Hated for Our Faithfulness (Job 30:9–10) - Radical

Hated for Our Faithfulness (Job 30:9–10)

“And now I’ve become their song. I’m a byword to them. They abhor me. They keep aloof from me. They do not hesitate to spit at the sight of me.”
– Job 30:9–10

All throughout this chapter, Job 30, Job is talking about not just his physical suffering, although he is talking about that and all that he’s lost and just the pain and the hurt. But specifically, he starts at the beginning of this chapter talking about young people. He says, “Men who are younger than I, whose fathers I would’ve disdain to set with the dogs of my flock,” how even they are mocking him, and they abhor him. They stay away from him, or if they see him, they spit. “They spit at the sight of me.”

Job 30:9–10 Reminds Us that Some Will Hate Us

So Job is clearly reflecting here on all of the effects of the suffering on his reputation, how this has brought dishonor upon him, and he’s lamenting this in a way that I trust we can all relate to.
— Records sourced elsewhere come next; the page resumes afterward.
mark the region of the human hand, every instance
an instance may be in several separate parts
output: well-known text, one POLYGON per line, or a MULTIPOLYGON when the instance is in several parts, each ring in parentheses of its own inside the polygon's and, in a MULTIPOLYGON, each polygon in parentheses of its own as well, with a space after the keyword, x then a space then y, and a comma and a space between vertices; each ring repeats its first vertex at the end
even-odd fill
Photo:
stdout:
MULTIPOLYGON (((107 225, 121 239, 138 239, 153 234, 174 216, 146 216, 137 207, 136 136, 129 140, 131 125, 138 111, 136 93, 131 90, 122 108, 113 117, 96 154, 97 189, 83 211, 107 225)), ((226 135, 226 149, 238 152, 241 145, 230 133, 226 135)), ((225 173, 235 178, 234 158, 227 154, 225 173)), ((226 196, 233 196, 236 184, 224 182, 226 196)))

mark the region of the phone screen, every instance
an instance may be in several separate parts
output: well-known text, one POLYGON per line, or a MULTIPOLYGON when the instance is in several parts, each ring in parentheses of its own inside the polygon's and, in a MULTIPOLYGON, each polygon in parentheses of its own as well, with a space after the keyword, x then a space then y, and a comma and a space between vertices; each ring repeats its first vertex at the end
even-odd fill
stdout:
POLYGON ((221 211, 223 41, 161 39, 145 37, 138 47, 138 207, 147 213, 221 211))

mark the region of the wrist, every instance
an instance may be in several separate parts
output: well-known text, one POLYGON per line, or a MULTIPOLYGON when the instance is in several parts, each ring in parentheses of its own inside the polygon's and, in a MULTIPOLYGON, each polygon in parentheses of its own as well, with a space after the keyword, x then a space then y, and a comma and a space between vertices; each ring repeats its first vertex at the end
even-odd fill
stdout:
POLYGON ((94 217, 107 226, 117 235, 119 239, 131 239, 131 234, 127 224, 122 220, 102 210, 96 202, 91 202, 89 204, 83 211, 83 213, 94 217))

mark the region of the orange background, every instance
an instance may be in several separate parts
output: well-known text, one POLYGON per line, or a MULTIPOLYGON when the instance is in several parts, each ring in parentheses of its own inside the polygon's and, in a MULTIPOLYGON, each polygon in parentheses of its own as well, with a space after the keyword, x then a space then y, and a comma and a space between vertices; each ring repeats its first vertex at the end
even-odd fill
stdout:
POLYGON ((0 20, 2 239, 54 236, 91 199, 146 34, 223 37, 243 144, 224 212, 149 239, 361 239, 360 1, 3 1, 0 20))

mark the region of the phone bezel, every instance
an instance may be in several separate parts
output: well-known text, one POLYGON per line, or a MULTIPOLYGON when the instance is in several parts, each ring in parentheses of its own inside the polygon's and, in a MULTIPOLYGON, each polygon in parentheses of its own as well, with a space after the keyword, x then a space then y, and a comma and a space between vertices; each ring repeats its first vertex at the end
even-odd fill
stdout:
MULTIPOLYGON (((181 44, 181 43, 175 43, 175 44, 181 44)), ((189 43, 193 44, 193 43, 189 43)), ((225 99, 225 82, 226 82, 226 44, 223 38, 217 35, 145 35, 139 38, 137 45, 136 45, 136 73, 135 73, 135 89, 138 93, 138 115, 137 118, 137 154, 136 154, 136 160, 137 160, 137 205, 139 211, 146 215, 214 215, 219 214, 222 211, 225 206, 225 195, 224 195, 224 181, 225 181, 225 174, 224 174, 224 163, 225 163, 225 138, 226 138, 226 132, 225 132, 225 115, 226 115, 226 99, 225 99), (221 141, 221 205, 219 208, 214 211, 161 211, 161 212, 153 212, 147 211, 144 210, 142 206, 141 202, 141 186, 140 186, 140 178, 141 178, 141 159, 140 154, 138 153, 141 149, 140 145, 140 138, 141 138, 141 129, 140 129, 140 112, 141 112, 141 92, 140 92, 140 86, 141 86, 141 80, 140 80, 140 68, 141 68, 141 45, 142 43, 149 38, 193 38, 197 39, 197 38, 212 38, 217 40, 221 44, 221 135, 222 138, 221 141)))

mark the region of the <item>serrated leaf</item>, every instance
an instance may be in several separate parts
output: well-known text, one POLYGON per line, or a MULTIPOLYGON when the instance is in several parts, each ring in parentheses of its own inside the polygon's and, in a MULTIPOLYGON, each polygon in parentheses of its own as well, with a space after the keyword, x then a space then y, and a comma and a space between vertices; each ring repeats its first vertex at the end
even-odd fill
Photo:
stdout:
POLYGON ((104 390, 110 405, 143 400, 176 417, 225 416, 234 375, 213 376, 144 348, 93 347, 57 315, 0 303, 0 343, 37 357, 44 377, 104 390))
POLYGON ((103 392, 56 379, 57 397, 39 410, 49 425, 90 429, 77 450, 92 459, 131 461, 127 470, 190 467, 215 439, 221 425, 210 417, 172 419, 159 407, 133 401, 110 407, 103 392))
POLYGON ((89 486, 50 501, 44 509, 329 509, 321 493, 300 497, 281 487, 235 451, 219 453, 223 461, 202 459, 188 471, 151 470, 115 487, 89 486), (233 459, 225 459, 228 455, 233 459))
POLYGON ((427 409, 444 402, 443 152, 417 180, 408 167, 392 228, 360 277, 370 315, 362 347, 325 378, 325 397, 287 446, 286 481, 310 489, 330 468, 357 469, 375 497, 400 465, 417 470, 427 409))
We may say we don’t live for the pleasure or acclaim or honor of others, but it stings when our reputation is harmed, dishonored, slandered, when people see us and want to spit on us, that kind of hatred. Abhorrence is the word he uses. I don’t think we naturally want that.

We desire to be honored. And some of this is good in a way that reflects upon God. Obviously, some of it can be very selfish or sinful, or self-centered to want to be honored in certain ways. So when I read Job 30, I’m just driven to pray in a fresh way that I would and for all of us that we would live ultimately for an audience of one, that no matter what anyone else says about us, no matter what ways we might be slandered or even spit upon.

Job 30:9–10 Gives Hope to the Faithful

I think about a good friend of mine, a pastor, who I was talking with just yesterday, who had someone spit in his face and call him a label that is totally absurd, and the person who did this was in the church. As I listened to him and him talk about just his own processing of that, I thought of my own life. God help me. God help us. Well, let’s just pray. God help us to live for your honor above all. We pray for a John 3:30 type desire for Jesus, you to become greater, and for us truly to become less. God help us to humble ourselves to lay down our desires for our reputation and to live ultimately, and only for your renown, for your reputation.

Job 30:9–10 Leads Us to Cry Out to God

So God, to the extent of which our lives in a Matthew 5:16 kind of way might reflect good deeds and ways that bring you glory, we want that to be the case. But God, not for our own sake, but for your sake, we pray. God, we pray that you’d help us to lay down our names and to live for your name over and above all, and especially above our names. And God, we pray that when we find ourselves dishonored, slandered, spit upon even, spoken against, that you would draw us just into deeper intimacy with you, trust in you, rest in you, and ultimately, obedience and faithfulness to you. We want to hear you say, “Well done, good and faithful servant,” no matter what anyone else might say in our lives. God, please may it be so.

God, please help us to be faithful before you and to live for your honor and your renown in everything we do. May you become greater Jesus, and may we become less. And we confess, oh God, that this is not natural to us, but we want to live for the hallowing of your name far above the honoring of our own name. So help us produce this kind of fruit of your spirit in us, this kind of humility in us. We pray in Jesus’ name. Amen.